Andrêi Platônov, o gênio que apoiava o comunismo, mas zombava do sistema soviético

Andrêi Platônov, em 1948.

Andrêi Platônov, em 1948.

Sputnik
Na Rússia, muito poucos escritores tiveram tanto impacto quanto o soviético Andrêi Platônov.

 “Um escritor notável de nosso tempo” e uma das principais figuras da literatura do século 20, ao lado de Marcel Proust, Franz Kafka, Robert Musil, William Faulkner e Samuel Beckett: era assim que o poeta ganhador do Prêmio Nobel Joseph Brodsky descrevia Andrêi Platônov (1899-1951).

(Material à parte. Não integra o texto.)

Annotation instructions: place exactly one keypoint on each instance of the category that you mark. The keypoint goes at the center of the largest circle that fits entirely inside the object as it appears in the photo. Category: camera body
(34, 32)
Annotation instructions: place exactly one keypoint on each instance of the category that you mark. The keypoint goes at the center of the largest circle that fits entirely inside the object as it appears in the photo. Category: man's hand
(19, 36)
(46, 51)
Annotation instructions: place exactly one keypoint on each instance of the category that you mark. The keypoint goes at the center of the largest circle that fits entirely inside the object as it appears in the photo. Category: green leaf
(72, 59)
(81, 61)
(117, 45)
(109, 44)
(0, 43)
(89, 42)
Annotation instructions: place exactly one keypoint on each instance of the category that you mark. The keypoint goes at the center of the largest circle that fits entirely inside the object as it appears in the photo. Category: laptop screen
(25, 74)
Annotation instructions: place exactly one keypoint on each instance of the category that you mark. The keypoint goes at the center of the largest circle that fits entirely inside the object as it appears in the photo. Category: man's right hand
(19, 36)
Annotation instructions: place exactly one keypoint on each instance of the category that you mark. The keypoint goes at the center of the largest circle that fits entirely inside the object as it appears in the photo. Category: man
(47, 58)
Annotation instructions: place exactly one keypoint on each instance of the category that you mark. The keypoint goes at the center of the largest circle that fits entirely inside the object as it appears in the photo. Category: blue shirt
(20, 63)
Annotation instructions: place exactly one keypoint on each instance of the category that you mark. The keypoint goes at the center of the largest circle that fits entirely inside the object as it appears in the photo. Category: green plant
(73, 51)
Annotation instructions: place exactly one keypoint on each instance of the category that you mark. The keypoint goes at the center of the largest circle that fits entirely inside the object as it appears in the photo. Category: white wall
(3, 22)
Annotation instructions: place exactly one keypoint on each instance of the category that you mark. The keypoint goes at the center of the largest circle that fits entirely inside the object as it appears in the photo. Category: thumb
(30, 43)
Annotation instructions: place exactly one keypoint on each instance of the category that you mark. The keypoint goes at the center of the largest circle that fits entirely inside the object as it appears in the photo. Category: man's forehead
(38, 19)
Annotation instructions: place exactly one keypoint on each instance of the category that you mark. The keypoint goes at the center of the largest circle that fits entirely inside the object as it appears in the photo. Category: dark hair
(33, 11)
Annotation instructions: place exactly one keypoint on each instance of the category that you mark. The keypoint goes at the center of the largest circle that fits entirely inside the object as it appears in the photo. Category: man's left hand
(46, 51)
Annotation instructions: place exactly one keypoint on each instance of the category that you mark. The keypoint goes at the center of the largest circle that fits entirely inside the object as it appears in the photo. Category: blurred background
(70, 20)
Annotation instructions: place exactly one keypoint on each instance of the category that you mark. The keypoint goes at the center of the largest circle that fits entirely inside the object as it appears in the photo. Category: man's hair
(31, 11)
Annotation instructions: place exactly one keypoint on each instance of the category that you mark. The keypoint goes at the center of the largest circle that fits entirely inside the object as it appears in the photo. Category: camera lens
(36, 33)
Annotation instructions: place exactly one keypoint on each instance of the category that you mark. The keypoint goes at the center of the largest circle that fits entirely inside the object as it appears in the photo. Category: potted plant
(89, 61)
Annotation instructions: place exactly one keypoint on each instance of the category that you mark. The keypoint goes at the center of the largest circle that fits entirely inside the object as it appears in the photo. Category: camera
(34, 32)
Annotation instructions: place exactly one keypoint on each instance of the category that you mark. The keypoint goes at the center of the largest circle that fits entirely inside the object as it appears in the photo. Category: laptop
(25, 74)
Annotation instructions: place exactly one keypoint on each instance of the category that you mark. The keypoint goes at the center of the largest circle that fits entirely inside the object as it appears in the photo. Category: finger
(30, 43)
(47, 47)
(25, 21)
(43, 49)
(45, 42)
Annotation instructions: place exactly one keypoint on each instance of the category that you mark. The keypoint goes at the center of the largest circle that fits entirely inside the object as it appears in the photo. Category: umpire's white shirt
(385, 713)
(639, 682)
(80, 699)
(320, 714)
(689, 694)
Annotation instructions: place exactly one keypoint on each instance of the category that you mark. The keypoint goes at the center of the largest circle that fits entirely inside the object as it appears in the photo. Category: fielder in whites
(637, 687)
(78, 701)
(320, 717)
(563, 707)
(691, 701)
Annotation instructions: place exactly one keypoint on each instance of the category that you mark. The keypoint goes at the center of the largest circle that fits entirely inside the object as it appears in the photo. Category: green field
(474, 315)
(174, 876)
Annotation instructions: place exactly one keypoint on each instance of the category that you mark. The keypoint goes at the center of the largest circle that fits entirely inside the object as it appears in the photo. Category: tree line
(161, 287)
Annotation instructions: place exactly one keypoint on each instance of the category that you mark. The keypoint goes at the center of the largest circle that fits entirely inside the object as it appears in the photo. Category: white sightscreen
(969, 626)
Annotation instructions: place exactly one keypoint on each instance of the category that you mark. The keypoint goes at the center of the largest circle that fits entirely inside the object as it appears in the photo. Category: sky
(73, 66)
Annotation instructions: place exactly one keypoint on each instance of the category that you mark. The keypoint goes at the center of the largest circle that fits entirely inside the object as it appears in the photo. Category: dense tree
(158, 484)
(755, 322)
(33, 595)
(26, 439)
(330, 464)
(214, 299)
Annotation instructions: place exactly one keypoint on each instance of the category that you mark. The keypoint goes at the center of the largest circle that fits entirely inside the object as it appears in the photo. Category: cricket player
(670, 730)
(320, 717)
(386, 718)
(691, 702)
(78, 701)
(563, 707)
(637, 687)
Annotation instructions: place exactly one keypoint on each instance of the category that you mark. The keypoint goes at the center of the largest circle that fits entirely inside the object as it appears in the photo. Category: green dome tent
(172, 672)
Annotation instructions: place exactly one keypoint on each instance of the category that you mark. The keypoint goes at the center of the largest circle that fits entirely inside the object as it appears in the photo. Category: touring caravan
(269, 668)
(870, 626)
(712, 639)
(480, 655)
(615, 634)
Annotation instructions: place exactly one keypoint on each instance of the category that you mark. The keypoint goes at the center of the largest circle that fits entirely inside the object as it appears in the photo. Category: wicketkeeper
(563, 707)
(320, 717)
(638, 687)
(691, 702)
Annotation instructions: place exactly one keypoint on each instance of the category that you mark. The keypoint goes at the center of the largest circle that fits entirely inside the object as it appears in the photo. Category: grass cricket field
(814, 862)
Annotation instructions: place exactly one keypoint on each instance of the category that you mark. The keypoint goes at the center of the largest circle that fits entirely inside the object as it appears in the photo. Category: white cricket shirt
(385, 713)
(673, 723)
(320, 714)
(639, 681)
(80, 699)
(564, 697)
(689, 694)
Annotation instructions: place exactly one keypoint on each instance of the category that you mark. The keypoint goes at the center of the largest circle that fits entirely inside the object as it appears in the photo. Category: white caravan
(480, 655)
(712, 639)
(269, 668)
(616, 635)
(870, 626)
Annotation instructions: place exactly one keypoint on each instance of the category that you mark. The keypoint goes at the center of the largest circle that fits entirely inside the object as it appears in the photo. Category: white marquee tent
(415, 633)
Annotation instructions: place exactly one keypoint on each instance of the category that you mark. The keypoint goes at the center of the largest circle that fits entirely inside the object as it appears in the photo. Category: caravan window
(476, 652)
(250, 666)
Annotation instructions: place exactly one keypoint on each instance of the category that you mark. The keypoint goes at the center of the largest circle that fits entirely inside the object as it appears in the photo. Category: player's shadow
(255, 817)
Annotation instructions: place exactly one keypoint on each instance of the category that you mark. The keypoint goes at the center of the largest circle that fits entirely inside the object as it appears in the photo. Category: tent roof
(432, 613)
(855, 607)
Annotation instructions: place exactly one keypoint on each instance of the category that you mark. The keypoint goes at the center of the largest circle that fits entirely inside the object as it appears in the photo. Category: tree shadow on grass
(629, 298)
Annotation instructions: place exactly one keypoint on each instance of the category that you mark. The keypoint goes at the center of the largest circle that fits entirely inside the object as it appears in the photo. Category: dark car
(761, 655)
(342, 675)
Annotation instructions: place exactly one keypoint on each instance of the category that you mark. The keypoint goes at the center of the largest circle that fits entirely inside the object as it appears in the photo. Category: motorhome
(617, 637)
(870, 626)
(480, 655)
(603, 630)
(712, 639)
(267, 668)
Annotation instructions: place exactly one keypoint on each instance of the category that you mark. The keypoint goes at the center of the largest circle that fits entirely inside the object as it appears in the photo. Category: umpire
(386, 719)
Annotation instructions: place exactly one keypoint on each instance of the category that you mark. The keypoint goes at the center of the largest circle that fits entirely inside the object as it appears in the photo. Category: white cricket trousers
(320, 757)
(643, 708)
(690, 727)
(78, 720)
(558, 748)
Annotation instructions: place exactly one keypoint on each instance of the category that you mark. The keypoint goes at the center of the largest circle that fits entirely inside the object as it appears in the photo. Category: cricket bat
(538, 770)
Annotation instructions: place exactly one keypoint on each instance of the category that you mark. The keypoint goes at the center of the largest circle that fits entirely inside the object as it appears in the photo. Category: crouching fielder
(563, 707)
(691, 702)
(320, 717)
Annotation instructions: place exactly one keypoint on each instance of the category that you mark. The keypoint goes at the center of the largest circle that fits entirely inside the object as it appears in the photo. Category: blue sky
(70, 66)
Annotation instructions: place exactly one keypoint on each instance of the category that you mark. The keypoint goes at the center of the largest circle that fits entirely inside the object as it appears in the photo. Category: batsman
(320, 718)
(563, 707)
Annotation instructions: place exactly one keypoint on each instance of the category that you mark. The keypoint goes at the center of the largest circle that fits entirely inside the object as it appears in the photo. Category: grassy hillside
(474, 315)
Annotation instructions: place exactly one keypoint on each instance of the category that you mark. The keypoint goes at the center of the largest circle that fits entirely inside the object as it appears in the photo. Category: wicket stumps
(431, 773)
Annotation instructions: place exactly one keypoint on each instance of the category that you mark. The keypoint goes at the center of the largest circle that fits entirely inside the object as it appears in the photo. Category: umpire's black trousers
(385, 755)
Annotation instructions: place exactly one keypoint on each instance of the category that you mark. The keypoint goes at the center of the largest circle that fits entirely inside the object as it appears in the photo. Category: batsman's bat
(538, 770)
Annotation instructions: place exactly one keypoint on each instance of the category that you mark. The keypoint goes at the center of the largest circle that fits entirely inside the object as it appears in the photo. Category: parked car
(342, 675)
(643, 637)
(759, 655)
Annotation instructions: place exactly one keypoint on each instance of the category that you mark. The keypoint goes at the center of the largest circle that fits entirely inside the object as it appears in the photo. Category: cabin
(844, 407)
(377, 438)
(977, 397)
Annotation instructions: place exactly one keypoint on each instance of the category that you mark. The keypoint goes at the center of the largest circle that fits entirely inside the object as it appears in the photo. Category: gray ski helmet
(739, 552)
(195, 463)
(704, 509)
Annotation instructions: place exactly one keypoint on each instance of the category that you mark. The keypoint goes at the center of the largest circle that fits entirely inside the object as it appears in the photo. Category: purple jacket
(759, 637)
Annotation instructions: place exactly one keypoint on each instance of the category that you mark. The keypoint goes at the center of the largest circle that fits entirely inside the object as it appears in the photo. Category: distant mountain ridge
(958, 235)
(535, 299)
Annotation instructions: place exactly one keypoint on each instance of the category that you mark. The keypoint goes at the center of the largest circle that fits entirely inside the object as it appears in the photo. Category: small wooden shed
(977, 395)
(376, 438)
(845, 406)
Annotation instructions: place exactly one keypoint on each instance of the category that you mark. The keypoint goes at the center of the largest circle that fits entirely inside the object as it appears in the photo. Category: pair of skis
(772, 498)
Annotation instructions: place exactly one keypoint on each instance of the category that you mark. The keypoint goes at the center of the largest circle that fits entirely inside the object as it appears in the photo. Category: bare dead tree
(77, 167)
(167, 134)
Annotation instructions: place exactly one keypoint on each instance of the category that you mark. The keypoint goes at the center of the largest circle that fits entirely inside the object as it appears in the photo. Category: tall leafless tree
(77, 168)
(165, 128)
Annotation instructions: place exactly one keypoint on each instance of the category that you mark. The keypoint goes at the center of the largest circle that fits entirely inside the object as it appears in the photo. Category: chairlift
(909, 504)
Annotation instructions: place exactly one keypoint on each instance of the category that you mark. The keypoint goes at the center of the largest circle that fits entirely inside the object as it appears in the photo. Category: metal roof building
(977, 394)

O detalhe é que Platônov, ao mesmo tempo em que apoiava a Revolução e se uniu ao Partido Comunista, escrevia livros muito complexos e impiedosos quanto ao sistema vigente, expondo uma sociedade totalitária.

Início de carreira

Filho de um ferroviário, Platônov nasceu na cidade de Vorônej, em 1899. Ele foi inicialmente registrado como Andrêi Klimentov, e criou o pseudônimo em 1920 para homenagear o pai, Platôn Klimentov, autor de algumas invenções.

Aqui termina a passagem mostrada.